Complicated family situations and second marriages can raise concerns over what may become of your assets after your death, for example if a spouse remarries after divorce or death. A life interest trust may be the solution to keeping everyone (relatively) happy.
A common dilemma
A common dilemma for many individuals is how to secure the future of both their spouse and children after their death. This is particularly the case for those with children from previous relationships who want to look after their new spouse or partner whilst also ensuring their assets are preserved for their children, or other loved ones.
These concerns are not exclusive to those in second marriages and are common amongst those who believe that a spouse or partner may remarry or form another relationship after their death or that they may depart from their agreement as to how the assets should be divided on the second death.
We have encountered many situations where a surviving spouse (often on a second marriage), having been bequeathed the deceased spouse’s entire estate, subsequently makes a new will excluding the deceased’s children altogether or remarries, upon which the old will is revoked.
A solution for modern families
A life interest trust is an arrangement which ensures that one or more beneficiaries can enjoy the use of trust property for a period of time (usually their lifetime). Taking an example of a house, the beneficiary (usually the spouse) can live in the property for their lifetime, or be given the entitlement to receive the rental income from it for their lifetime.
Rather than leaving assets outright to someone, the assets are left to trustees who will hold the assets in trust for the benefit of the lifetime beneficiary e.g. the spouse or partner. The trustees will then pass the asset in question to the children or other named beneficiaries on the death of the spouse.
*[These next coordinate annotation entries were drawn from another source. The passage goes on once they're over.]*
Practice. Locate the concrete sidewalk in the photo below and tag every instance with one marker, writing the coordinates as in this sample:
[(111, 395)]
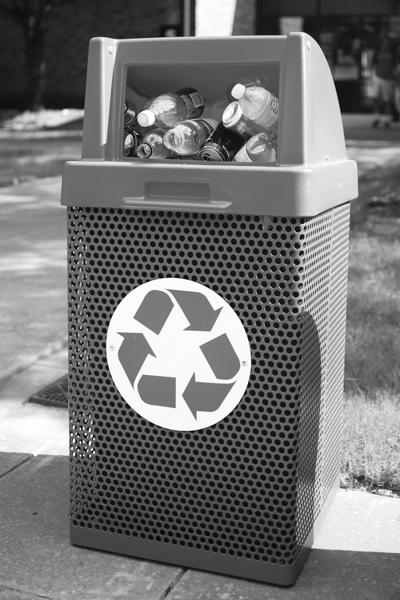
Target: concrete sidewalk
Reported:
[(355, 557)]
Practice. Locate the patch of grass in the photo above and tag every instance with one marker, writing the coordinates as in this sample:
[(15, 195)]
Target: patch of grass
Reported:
[(24, 159), (373, 315), (371, 442), (371, 438)]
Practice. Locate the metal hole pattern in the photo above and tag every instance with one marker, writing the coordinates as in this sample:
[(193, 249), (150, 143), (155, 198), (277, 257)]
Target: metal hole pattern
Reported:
[(251, 485)]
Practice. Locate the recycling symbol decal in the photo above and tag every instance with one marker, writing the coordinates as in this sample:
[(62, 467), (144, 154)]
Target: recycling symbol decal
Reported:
[(178, 354)]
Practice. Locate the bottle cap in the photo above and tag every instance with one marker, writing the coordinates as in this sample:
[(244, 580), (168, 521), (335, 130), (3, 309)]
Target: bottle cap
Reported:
[(144, 151), (238, 91), (232, 114), (173, 139), (146, 118)]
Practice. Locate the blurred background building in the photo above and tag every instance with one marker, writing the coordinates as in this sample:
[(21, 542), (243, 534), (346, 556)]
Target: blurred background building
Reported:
[(348, 32)]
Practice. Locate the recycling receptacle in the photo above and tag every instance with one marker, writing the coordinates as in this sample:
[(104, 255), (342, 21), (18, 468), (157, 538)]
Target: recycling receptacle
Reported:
[(207, 307)]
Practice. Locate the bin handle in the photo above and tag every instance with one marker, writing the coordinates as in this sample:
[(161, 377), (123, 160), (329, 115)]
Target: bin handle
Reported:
[(213, 205), (185, 194)]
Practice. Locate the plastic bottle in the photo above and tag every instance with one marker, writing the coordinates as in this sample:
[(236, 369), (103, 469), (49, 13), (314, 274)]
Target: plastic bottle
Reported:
[(258, 148), (214, 109), (130, 143), (152, 145), (222, 144), (259, 80), (130, 114), (187, 137), (257, 104), (233, 118), (168, 109)]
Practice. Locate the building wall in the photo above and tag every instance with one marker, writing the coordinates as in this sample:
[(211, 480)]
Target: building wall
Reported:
[(69, 30), (292, 8)]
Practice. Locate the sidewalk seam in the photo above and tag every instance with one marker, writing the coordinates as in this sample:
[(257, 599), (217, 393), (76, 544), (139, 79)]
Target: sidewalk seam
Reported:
[(173, 583), (47, 353), (6, 587), (11, 469)]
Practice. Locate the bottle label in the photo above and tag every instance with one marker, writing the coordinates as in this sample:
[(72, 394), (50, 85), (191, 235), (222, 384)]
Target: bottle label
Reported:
[(242, 155), (193, 100), (209, 125), (270, 114), (214, 151)]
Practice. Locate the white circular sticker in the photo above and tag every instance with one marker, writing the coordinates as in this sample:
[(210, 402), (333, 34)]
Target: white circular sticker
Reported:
[(178, 354)]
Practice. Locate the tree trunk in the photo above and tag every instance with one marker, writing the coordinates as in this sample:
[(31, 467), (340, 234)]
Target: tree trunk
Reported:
[(35, 64)]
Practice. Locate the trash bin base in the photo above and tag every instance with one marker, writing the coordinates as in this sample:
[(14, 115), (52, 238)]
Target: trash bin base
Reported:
[(283, 575)]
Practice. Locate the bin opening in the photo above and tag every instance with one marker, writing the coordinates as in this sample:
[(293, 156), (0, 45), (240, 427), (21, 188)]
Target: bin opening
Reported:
[(229, 127)]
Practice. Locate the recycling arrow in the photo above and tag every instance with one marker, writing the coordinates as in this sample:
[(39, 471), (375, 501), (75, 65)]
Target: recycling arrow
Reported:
[(154, 310), (221, 357), (157, 390), (132, 353), (205, 397), (197, 310)]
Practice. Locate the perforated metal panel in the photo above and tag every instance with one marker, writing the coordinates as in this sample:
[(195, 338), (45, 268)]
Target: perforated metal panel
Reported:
[(241, 496)]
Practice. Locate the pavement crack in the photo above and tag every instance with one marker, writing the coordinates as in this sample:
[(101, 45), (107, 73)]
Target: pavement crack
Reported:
[(37, 595), (11, 469), (173, 583), (48, 353)]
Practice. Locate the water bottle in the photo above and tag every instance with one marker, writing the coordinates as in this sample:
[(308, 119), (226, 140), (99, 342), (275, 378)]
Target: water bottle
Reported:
[(233, 118), (214, 109), (130, 114), (188, 137), (259, 148), (257, 104), (222, 145), (168, 109), (130, 142), (152, 145)]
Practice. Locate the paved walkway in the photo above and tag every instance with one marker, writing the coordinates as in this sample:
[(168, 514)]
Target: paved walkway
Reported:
[(355, 557)]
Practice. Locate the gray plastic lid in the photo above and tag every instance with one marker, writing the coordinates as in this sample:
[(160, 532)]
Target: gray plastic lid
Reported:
[(232, 114), (238, 91), (146, 118)]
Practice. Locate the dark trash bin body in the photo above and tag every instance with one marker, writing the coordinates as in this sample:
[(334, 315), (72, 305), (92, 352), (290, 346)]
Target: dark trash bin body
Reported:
[(244, 496)]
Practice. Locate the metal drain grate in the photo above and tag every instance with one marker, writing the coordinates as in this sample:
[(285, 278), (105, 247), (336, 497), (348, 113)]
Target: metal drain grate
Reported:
[(55, 394)]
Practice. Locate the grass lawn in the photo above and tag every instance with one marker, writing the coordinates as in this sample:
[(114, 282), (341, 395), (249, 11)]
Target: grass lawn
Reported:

Unlike the situation where the assets are left outright to the surviving spouse who can do what they want with the assets after your death, the assets are preserved for the next generation whilst at the same benefiting the surviving spouse.
This arrangement is very often put in place for those in second marriages who want to ensure that their spouse has a roof over their head but that ultimately the children will receive the benefit of the assets concerned after their spouse’s death. The arrangement is not exclusive to those in second marriages and is commonly used by couples who want to put arrangements in place now to protect their families in the future.
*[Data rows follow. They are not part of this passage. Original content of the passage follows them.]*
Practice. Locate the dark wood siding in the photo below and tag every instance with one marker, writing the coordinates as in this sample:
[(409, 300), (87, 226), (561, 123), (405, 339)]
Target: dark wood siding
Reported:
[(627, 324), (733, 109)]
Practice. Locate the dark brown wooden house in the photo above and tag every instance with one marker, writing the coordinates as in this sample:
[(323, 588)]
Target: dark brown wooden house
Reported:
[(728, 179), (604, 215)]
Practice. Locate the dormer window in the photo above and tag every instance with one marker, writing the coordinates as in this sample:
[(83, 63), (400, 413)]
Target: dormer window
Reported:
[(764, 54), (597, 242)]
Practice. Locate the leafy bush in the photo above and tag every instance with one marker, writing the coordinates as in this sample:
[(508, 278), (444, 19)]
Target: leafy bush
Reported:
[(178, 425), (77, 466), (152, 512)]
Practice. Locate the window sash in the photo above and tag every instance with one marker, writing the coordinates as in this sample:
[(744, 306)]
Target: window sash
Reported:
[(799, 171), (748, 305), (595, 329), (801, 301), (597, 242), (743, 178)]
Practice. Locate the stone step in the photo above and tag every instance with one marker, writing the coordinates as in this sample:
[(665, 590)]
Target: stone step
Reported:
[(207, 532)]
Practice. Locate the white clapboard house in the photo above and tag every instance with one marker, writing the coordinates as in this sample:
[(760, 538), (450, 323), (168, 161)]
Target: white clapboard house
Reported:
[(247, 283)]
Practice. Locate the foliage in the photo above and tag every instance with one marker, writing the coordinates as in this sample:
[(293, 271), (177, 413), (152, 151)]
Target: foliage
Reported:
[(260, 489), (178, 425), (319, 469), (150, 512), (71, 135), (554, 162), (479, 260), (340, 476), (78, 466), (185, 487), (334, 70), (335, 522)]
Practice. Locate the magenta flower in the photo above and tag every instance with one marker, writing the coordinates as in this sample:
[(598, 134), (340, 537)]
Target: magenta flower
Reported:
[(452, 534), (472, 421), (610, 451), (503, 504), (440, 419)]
Another situation where they can be used is where someone does not want their assets to pass outright to a child (or someone else) for certain reasons, for example the child may be irresponsible with money or have financial or marital problems. If the assets were left to the child outright, the capital could be exposed to risk or depleted. A life interest trust can ensure that the child has the right to enjoy the benefit of the property for their lifetime (for example the right to live in a house) whilst ensuring the property is also preserved for the next generation, as the trustees will have ultimate control over it.
Provision can even be made for the life interest to cease on the happening of certain events such as bankruptcy thereby protecting not only the capital but also the income from the trust.
Trust arrangements can be tailored to your own individual family circumstances and can be flexibly drafted so as to ensure that the trustees can adapt to changing circumstances. Life interest trusts can be created so they take effect during your lifetime or instead on your death. They can be drafted so as to allow your appointed trustees to pay or lend money to the beneficiaries during their lifetime should the need arise. They can also be drafted so as to bring the trust to an end in certain circumstances for example on the remarriage of the spouse or if the spouse no longer needs the property in question.
What assets can be put in trust?
Any type of assets can be put in trust but typically cash, investments or property are transferred to such trusts. Common examples are:
- A house will be left to a beneficiary with a right to occupy the house during his/her lifetime. The trust can be drafted so as to give the trustees the right to sell the property and purchase a replacement property for the life tenant, so that the trust transfers to the new property.
- Shares in a family company. You may be faced with the dilemma of wanting a family member to receive an income from the company but have concerns that they may not be able to run the company or fear they may sell it. Many people choose to leave their shares to trustees so that that their loved ones can enjoy the dividends from the shares but the shares and the accompanying voting rights and possible control of the company is left in the hands of trustees.
- Farms are sometimes put in trust so that the surviving spouse or children have the immediate benefit from the farm but on their death it passes to the next generation.
Who should be the trustees?
It is important to choose your trustees wisely and whom you choose will depend on your own personal circumstances.
When settling their assets on trust many couples want to give the surviving spouse some say in how the trust is run and will appoint the surviving spouse as one of the trustees together with the children. This has the advantage of ensuring that the surviving spouse has some say but the disadvantage is that neither of the trustees can be said to be independent and their interests may collide. Sometimes there may even be a family dispute which may lead to a dead lock situation where the trustees cannot agree.
There is a lot to be said for choosing trustees who are independent of the beneficiaries. However that may not be practical for many people who would prefer to keep control within the family.
There will be different tax implications depending on the type of asset being transferred to the trust and on the relationship between the person creating the trust and the beneficiaries and specialist advice should be sought.